Chris' full question: This is Chris Swan, I am one of the cloud editors at InfoQ, I am here with Anil. Anil, earlier this afternoon at QCon, did a presentation on Mirage OS so I am going to try and ask him questions about different things. But if we could start out, Anil, with you just introducing yourself, and talking a bit about the background and what got you to Mirage OS in the first place.
I am Anil Madhavapeddy, I am faculty at the University of Cambridge and I was on the founding team of Xen hypervisor. This was a research project that we started in 2002, quite a while back, and it came out of a long line of research into operating systems, trying to figure out what exactly to structure these operating systems and Xen was just in the right place at the right time and it happened to be a really nice way to run virtual machines in a very safe and controlled fashion, but crucially without breaking any backwards compatibility.
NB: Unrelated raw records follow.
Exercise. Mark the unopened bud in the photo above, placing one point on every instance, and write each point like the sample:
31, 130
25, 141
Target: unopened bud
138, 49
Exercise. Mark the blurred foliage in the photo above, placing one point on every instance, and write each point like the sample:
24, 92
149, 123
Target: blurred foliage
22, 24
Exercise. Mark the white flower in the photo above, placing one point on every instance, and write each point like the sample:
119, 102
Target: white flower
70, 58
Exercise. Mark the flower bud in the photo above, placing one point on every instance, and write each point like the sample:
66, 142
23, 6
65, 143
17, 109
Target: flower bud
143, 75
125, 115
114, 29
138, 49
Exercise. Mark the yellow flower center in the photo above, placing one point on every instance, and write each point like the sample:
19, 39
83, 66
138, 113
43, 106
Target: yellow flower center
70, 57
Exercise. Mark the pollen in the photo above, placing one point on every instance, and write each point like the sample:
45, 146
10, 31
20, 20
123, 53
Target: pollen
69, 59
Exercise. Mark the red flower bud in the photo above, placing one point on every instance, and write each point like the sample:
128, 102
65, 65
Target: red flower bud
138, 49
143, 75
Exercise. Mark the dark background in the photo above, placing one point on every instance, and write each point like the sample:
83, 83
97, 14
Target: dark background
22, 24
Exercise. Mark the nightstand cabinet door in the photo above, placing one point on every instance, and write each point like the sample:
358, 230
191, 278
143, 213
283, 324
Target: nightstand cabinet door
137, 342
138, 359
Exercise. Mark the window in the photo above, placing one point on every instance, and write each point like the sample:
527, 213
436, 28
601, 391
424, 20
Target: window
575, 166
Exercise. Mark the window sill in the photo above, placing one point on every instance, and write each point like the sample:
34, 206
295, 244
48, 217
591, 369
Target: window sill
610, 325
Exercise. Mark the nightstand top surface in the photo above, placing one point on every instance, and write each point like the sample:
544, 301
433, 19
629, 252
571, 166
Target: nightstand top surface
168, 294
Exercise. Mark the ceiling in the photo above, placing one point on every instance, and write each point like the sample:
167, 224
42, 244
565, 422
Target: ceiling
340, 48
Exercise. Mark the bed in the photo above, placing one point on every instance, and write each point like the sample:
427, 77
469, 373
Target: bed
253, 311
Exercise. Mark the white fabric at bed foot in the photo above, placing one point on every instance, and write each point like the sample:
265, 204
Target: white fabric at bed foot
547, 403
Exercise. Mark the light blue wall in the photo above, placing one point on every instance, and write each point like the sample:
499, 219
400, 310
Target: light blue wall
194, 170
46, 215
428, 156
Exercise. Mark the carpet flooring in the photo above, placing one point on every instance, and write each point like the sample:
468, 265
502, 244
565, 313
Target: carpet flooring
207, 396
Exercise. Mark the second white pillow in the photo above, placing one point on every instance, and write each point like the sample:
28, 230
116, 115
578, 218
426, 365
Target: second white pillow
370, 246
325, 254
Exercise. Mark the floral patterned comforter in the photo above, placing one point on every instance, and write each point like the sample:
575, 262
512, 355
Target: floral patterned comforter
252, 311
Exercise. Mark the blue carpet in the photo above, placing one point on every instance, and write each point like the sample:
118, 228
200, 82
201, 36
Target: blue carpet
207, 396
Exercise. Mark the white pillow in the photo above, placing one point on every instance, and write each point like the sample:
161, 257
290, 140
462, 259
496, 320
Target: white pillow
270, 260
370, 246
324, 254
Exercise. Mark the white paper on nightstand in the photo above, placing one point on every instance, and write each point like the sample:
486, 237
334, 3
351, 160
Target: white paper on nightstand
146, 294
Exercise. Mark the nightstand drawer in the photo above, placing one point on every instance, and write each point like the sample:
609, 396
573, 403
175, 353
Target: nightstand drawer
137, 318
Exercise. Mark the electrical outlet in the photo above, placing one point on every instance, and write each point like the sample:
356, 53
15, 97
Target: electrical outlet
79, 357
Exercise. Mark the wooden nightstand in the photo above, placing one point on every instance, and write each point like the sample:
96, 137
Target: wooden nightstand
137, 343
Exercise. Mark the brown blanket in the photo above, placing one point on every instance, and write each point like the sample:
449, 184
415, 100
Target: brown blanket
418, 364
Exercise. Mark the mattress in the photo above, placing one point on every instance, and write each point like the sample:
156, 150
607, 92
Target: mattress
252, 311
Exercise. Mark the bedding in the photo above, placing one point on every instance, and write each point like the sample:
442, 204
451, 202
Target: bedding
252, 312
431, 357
So a lot of people who adopted Xen did it because they could run all of their Linux virtual machines and their Windows virtual machines really easily using open source software.
So I ran a lot of the engineering operations in XenSource, which commercialized Xen, and the thing that I wanted to do after that whole crazy ride was to come back to academia and try to figure out how to build operating systems that run specifically under Xen, so I started exploring how to build very small compact specialized operating systems and that turned into Mirage OS and the intuition was that we could get rid of gigabytes and gigabytes of unnecessary code that we spend a lot of time in Xen making sure it works in exactly the same way, and just eliminated it entirely from the operating system stack. So this was really my attempt to get away from Xen and come up with new operating systems architectures for a very modern cloud with attacks coming from everywhere and people charging for all the resource you use and distill it down into this very concrete project that we now call Mirage OS.
Chris' full question: Within the software world in general it feels to me like Moore’s law has allowed us to bloat and it also feels to me that it may not be the next couple of years, but sometime that party is going to come to an end. So, are you preparing us for the next generation where we are starting to have to think about all that optimization we’ve left on the table for decades now?
It’s a great question. One of the big things that we’ve learned about Moore’s law is that you never fight Moore’s law, even when it’s dead. So competing in performance has never really been successful, but the thing that really surprised me with Mirage OS was that we not only went for performance gains, but we also took the decision to rebuild the entire operating system stack in a type safe language, in OCaml, and where we’ve really seen gains now is in security, because once a system bloats beyond control you can always make it performant by just looking at the right hot data paths required to make it go fast, but one thing you never do is make it secure, because you can’t take 20-30 million lines of code, all of which have no real strong abstraction properties, and try to define for example a security property that matters such as confidentiality, or lack of buffer overflows and so on.
So where Mirage is really making inroads is in building these very small secure services, so we need an analogue of Moore’s law in security, which is once your line of codes and the number of components that go into your system, all hit a certain tipping point it’s basically not possible to build really hardened security systems. And people have recognized this in specific domains such as mission critical systems in NASA or in military specs systems, and it’s taken that ease of use that we have in the cloud and applying it to the discipline that goes into building those sort of systems in those very specific domains. So I don’t think we’re going to ever defeat Moore’s law, but I do think we need a new law for security that says if you pile in too much junk, eventually the whole tar is going to fall over and cause you a lot of pain.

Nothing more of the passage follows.